Seventh Circuit Rules CFTC Has Authority Over Crypto Promoter in Leveraged Trading Case
CFTC Wins Key Win Over Crypto Promoter in Seventh Circuit
The Seventh Circuit just handed the Commodity Futures Trading Commission a decisive victory, ruling that a crypto promoter’s unregistered trading scheme violated federal commodities law and that the CFTC had clear authority to pursue him. The decision matters because it strengthens the agency’s hand at a moment when crypto firms are fighting to limit oversight and when courts are still defining where the CFTC’s power ends and the SEC’s begins.
The trouble began when James Donelson ran an unregistered operation that solicited investors to trade digital assets on margin and promised outsized returns. The CFTC sued, alleging he operated a fraudulent commodity pool without registration and misappropriated funds. Donelson fought back, claiming the agency lacked jurisdiction because the assets involved were not “commodities” under the Commodity Exchange Act and that his conduct fell outside traditional futures regulation. The district court sided with the CFTC, imposed civil penalties, and barred him from future trading activity; Donelson appealed.

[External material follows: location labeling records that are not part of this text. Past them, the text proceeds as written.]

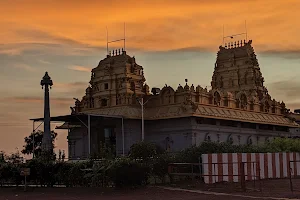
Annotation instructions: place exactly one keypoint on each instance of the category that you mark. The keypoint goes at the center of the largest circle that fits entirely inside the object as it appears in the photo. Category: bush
(160, 165)
(142, 150)
(126, 172)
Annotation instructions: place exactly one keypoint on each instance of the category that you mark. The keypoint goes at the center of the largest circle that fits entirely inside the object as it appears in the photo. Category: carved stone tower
(117, 80)
(237, 69)
(46, 82)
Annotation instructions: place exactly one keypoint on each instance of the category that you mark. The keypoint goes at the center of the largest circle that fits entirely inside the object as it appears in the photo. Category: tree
(15, 158)
(2, 157)
(35, 140)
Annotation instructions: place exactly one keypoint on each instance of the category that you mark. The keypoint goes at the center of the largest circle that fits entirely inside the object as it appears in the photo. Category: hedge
(129, 171)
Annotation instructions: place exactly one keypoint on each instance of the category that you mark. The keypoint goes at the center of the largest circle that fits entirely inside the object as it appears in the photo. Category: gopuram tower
(46, 83)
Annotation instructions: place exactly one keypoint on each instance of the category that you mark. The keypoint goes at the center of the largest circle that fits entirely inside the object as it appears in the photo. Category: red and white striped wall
(225, 166)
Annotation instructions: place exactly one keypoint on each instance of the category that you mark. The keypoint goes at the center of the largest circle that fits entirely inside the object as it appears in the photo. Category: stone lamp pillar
(46, 83)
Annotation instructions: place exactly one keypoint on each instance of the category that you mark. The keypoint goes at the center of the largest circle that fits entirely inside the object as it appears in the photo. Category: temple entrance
(106, 143)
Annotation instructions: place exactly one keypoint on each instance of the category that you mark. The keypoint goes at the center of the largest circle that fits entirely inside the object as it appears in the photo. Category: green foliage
(143, 150)
(105, 152)
(127, 172)
(160, 165)
(36, 140)
(123, 172)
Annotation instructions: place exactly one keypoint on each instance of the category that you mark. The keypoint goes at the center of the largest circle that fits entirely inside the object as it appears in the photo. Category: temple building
(237, 109)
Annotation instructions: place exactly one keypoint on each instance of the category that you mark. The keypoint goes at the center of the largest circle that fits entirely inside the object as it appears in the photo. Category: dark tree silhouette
(36, 139)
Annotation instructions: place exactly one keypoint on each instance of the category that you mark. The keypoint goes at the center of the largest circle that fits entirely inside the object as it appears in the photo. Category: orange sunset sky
(171, 39)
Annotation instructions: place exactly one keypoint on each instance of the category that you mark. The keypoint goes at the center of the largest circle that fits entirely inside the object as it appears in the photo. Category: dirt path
(150, 193)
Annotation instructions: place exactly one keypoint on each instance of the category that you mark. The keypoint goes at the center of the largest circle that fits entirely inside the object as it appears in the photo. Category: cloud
(284, 53)
(179, 25)
(39, 100)
(71, 85)
(80, 68)
(24, 67)
(286, 89)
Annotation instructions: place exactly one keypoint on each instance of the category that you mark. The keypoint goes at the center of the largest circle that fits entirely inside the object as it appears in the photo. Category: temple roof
(178, 111)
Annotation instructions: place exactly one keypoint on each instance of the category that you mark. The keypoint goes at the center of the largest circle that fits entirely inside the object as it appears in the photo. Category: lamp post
(142, 103)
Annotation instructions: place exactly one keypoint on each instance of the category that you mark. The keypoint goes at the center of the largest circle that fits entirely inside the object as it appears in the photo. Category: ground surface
(277, 188)
(271, 189)
(73, 194)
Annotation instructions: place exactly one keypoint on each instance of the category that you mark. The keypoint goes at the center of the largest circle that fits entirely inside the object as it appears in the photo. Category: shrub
(126, 172)
(142, 150)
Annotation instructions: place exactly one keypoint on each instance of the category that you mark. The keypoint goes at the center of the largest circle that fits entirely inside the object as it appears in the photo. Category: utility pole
(142, 103)
(46, 83)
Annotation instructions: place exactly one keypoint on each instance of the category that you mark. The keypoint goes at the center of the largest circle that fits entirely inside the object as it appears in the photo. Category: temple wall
(170, 134)
(78, 146)
(132, 135)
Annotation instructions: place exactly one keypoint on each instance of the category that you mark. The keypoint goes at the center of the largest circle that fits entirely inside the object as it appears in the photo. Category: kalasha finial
(46, 80)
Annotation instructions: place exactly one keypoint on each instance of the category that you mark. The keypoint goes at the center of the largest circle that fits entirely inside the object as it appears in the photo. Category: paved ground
(277, 188)
(187, 190)
(149, 193)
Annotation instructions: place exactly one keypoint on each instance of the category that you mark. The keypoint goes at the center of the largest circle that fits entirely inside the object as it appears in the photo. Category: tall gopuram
(237, 70)
(46, 84)
(238, 109)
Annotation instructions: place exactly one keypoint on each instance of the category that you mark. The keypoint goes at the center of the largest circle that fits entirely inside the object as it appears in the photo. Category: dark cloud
(40, 100)
(286, 89)
(287, 54)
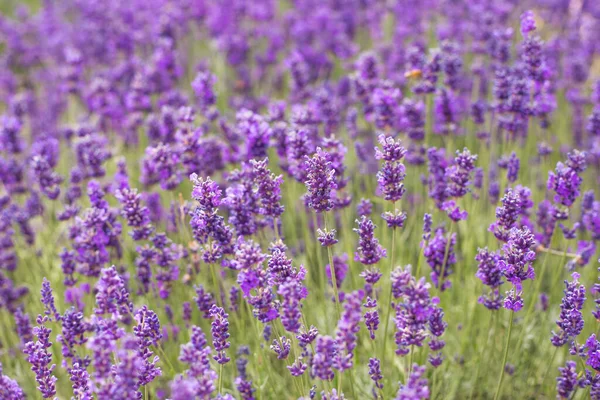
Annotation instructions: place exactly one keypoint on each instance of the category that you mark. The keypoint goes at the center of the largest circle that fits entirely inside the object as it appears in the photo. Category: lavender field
(300, 199)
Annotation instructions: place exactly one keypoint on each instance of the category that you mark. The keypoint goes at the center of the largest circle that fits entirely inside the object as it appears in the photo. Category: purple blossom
(415, 387)
(323, 359)
(220, 333)
(281, 347)
(570, 321)
(371, 316)
(516, 264)
(439, 259)
(565, 181)
(319, 182)
(9, 388)
(40, 359)
(369, 251)
(375, 372)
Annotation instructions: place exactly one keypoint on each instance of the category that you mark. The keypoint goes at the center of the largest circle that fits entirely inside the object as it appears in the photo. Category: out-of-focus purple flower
(203, 86)
(415, 387)
(48, 301)
(391, 175)
(347, 329)
(566, 382)
(48, 180)
(364, 208)
(147, 332)
(256, 131)
(319, 182)
(440, 260)
(394, 219)
(490, 274)
(220, 333)
(565, 180)
(161, 164)
(9, 388)
(324, 357)
(527, 22)
(570, 321)
(292, 292)
(516, 264)
(371, 316)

On appeal, the Seventh Circuit zeroed in on whether virtual currencies used in leveraged trading qualify as commodities and whether the CFTC could regulate off-exchange transactions involving them. The judges ruled that the statutory definition of commodity is broad enough to cover digital assets when they serve as the underlying for margin trading or pooled investment vehicles. They upheld the lower court’s finding that Donelson’s conduct constituted illegal off-exchange trading and fraud, rejecting his attempts to carve crypto out of the agency’s reach.
The ruling tightens the noose around unregistered crypto platforms that offer leveraged products. By confirming that the CFTC can treat many digital assets as commodities when they are traded on margin or pooled, the court reduces the gray area that exchanges and DeFi protocols have used to argue they fall outside oversight. It also signals that future enforcement actions against similar schemes will face less resistance on jurisdictional grounds.
For markets, the decision tilts power toward regulators and away from the decentralization narrative. Exchanges offering perpetuals or margin products now face clearer compliance costs, while DeFi protocols that replicate those features may find themselves in the agency’s crosshairs. Traders lose another avenue to claim that crypto products are automatically exempt from oversight, raising the odds that more platforms will either register or restrict U.S. users.
The case is a warning shot: leverage and yield promises in crypto will not shield promoters from CFTC scrutiny.